Figure 2. Dynamics of changes in the concentration of the band 3 protein during tocolytic therapy

The changes in protein concentration that occur can be represented by CO2 consumption (Table 5). And also compare the calculated removal of carbon dioxide with the consumption of oxygen. At the moment when the excretion rate is lower than consumption, oxygen is not absorbed by the cells and thus circulates in the blood without performing its vital functions.

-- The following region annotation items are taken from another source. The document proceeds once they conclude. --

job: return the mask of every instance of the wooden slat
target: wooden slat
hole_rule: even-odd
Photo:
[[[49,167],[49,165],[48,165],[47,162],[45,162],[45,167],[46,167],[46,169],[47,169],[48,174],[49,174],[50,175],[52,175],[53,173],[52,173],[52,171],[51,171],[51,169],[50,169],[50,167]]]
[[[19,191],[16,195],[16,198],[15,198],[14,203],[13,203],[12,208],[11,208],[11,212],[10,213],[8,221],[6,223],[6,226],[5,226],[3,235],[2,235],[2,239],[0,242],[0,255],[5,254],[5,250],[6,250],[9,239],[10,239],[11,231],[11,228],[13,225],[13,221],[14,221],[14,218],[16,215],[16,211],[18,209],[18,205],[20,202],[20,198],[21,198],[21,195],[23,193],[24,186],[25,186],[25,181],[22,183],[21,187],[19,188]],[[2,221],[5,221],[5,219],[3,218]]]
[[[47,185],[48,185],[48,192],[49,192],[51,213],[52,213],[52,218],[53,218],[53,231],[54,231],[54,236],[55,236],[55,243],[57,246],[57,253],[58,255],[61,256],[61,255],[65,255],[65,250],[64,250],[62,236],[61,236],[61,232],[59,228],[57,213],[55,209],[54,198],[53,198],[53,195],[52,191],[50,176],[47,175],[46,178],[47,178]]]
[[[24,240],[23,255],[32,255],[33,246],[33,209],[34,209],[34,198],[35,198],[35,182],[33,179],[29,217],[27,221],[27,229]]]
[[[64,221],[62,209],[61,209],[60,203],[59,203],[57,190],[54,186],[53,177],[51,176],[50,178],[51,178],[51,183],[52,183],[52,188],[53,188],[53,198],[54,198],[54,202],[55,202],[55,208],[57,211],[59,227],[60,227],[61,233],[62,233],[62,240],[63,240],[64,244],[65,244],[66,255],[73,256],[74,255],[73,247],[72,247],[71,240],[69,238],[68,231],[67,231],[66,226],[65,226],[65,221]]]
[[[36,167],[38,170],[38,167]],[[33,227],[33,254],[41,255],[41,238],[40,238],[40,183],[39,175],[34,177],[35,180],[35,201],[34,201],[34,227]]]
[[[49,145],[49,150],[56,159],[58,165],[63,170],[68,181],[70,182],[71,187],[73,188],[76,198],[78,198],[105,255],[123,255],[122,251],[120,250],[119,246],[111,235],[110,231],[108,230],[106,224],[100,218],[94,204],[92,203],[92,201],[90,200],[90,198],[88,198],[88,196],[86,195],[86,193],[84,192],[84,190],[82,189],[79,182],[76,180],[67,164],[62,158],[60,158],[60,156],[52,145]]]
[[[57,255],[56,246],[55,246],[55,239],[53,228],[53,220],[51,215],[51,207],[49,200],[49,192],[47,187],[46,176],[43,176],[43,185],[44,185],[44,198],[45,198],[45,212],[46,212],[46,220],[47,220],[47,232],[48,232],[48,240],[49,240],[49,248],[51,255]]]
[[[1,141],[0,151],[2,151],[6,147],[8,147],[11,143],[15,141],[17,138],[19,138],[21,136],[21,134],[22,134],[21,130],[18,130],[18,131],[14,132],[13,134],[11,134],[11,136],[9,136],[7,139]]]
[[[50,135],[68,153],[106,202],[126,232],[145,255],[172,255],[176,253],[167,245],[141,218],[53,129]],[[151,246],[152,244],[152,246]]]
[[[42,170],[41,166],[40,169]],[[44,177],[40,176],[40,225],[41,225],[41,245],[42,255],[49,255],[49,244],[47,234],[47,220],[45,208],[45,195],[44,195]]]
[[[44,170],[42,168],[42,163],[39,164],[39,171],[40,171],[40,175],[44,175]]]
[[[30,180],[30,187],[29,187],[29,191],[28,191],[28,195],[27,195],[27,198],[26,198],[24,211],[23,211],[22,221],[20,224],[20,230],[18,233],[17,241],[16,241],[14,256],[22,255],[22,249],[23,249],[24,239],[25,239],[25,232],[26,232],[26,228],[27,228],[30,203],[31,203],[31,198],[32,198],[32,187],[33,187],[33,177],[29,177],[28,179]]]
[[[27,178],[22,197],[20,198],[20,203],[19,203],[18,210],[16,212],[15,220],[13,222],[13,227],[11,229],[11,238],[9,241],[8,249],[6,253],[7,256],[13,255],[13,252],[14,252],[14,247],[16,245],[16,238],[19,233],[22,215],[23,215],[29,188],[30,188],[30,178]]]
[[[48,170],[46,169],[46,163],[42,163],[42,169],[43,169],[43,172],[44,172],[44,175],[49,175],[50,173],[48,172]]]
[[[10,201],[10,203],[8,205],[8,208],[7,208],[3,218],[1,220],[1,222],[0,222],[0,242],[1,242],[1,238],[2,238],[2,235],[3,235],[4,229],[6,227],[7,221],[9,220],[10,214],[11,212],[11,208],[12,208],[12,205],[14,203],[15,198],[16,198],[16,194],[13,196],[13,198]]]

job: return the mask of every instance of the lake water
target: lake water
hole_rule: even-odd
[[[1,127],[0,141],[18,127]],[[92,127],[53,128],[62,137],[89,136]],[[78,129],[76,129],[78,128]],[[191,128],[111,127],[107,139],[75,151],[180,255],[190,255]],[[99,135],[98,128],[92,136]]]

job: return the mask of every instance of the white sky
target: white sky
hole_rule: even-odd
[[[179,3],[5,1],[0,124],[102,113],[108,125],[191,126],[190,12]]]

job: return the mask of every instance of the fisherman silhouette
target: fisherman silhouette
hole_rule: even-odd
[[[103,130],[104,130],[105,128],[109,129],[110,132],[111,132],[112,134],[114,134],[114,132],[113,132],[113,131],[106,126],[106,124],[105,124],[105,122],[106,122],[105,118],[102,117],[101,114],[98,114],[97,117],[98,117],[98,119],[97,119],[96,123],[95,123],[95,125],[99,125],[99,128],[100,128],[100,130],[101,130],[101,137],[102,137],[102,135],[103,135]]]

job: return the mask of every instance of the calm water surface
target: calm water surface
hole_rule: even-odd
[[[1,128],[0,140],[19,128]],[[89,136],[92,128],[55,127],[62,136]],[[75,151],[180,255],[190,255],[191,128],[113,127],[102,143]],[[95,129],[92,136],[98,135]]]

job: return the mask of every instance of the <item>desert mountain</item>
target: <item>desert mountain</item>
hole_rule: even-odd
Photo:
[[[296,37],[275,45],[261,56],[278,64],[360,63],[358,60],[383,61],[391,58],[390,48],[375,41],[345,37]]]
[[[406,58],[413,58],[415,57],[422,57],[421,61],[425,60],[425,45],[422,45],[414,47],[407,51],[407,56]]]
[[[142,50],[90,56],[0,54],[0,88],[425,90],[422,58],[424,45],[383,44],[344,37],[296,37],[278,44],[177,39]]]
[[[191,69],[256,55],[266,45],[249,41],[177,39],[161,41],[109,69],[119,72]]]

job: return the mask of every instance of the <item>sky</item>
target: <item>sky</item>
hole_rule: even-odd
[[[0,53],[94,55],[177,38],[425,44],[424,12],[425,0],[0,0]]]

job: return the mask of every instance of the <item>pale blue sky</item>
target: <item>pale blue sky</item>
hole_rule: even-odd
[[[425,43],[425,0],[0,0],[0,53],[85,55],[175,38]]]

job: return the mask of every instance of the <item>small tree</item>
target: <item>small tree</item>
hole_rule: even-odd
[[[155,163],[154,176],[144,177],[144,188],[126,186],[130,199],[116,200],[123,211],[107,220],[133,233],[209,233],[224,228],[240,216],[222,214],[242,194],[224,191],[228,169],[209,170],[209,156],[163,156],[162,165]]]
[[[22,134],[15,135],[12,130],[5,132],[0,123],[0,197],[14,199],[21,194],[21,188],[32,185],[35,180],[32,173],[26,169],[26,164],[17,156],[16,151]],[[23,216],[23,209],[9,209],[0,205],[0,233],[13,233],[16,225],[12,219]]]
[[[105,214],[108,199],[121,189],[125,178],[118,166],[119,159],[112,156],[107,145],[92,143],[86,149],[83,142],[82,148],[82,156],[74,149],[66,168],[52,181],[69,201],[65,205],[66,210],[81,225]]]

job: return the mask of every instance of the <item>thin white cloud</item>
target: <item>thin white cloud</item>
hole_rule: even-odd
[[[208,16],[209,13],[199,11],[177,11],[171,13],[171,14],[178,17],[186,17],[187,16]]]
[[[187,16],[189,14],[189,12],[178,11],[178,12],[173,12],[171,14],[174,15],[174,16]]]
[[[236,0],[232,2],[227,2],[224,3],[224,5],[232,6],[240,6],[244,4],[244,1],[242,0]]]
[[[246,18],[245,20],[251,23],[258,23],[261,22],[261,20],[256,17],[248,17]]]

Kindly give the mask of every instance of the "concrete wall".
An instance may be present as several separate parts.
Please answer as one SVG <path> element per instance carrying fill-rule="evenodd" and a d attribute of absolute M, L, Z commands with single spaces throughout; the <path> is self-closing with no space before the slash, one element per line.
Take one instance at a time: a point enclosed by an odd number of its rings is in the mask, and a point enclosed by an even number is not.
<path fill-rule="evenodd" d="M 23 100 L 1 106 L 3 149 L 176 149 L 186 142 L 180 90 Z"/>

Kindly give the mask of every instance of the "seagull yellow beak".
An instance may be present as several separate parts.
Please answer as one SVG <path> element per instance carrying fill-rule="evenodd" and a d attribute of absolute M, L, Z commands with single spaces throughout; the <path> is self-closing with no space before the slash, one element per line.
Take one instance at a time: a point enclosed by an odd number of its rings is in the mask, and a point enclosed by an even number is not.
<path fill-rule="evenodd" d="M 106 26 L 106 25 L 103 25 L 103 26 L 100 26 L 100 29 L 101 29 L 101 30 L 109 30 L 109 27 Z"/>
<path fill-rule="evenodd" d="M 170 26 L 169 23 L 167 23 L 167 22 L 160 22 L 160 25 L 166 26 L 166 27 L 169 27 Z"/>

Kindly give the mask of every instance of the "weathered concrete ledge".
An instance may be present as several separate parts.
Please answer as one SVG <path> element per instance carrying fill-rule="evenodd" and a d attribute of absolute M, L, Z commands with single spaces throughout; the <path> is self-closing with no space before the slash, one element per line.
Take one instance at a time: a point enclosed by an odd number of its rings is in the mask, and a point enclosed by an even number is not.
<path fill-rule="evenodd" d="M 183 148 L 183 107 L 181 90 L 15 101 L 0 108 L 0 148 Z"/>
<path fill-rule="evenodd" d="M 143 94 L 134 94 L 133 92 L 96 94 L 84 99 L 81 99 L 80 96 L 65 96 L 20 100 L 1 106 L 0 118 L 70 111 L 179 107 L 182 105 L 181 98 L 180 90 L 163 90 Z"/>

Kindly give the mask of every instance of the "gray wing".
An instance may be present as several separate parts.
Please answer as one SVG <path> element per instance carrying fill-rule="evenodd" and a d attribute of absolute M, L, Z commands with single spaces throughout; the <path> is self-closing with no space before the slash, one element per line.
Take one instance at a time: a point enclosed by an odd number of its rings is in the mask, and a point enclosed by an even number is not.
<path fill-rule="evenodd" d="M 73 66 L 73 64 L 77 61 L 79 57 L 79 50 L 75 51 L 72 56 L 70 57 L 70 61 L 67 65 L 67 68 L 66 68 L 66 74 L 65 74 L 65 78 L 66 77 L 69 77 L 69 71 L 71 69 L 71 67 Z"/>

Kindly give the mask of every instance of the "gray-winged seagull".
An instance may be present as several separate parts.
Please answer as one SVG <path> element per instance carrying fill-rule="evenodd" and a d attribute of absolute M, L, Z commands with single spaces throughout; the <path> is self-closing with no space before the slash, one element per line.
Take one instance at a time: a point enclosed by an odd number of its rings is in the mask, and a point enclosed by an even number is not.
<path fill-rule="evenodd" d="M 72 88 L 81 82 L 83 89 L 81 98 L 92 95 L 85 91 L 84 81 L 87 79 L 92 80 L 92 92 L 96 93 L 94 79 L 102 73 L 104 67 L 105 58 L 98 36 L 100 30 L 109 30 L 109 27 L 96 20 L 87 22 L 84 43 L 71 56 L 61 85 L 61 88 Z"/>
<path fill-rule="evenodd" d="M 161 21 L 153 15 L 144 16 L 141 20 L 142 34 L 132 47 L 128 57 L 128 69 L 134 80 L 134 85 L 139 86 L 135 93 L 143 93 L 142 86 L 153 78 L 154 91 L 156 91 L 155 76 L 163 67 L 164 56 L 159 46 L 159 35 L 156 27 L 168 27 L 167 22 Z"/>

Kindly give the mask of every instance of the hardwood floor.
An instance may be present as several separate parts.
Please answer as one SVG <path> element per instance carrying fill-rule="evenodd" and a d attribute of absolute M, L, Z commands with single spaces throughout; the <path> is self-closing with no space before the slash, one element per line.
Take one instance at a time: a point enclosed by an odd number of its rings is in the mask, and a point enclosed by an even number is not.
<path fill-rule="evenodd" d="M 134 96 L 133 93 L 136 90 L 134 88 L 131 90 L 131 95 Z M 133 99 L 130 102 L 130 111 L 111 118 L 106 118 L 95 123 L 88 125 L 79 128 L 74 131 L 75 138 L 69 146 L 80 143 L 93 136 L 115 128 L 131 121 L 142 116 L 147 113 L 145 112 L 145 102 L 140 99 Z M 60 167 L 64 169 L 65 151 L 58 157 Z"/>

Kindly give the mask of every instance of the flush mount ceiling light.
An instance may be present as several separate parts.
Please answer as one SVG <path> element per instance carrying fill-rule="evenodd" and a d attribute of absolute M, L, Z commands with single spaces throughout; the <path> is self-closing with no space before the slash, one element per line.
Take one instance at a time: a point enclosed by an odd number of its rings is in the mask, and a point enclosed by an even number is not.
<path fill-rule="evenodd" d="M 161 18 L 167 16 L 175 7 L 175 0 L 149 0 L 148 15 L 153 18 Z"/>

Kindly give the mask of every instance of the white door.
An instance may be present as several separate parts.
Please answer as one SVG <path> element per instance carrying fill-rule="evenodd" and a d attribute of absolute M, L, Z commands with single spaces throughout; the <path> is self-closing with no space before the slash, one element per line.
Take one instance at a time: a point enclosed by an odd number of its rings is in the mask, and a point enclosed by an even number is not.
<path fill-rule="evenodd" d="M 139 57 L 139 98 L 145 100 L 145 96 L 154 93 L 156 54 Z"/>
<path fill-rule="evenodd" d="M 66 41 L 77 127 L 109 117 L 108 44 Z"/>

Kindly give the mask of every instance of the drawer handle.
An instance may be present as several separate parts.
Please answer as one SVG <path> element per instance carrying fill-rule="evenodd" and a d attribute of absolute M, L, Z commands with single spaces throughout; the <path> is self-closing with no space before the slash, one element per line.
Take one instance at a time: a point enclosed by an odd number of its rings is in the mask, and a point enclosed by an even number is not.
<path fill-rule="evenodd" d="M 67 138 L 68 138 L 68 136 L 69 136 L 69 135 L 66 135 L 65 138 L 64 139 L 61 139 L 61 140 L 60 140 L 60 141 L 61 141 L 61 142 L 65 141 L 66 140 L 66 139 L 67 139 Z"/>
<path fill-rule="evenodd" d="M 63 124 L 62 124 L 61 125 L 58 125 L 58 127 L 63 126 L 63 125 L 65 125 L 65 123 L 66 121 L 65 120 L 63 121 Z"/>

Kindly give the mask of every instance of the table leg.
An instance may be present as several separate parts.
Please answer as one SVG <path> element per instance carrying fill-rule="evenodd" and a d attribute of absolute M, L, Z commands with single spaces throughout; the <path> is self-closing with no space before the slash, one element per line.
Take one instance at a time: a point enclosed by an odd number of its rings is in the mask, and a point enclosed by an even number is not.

Table 5. Changes in the rate of CO2/O2 metabolism in patients during tocolytic therapy

Patient

The studied indicator

Day 1

Day 2

Day 3

Day

4

Patient 1

Protein concentration of band 3, Nb3, mM

18

38

28

41

Exchange rate, CO2, M/h

1.4

3

2.2

3.2

Patient 2

Protein concentration of band 3, Nb3, mM

25

28

29

37

Exchange rate, CO2, M/h

2

2.2

2.3

3

As a result of the experiments, the sensitivity of the developed method to the registration of changes in the characteristics of erythrocytes during the tocolytic therapy applied to them was proved. The obtained changes in the characteristics of erythrocytes during therapy indicate a positive trend in patients, which is expressed in an increase in the rate of CO2-O2 metabolism, and therefore in a decrease in the risk of fetal hypoxia.

CONCLUSION

In the course of this work, the theoretical model of isotonic hemolysis was modified, which does not require taking into account the distribution functions for the parameters of erythrocytes for each patient, designed to determine the characteristic times of lysis and processing of the experiment. The method of recording the dynamic characteristics of erythrocytes made it possible to reveal changes in the rate of CO2–O2 metabolism in the body during tocolytic therapy. The obtained experimental data recorded a positive trend in the process of anionic HCO3/Cl exchange in the examined patients during tocolytic therapy.

ACKNOWLEDGMENTS: None

CONFLICT OF INTEREST: None

FINANCIAL SUPPORT: None

ETHICS STATEMENT: The experiment was carried out with patients who signed an agreement for volunteer participation in the experiment. All raw data are available upon request from the corresponding author.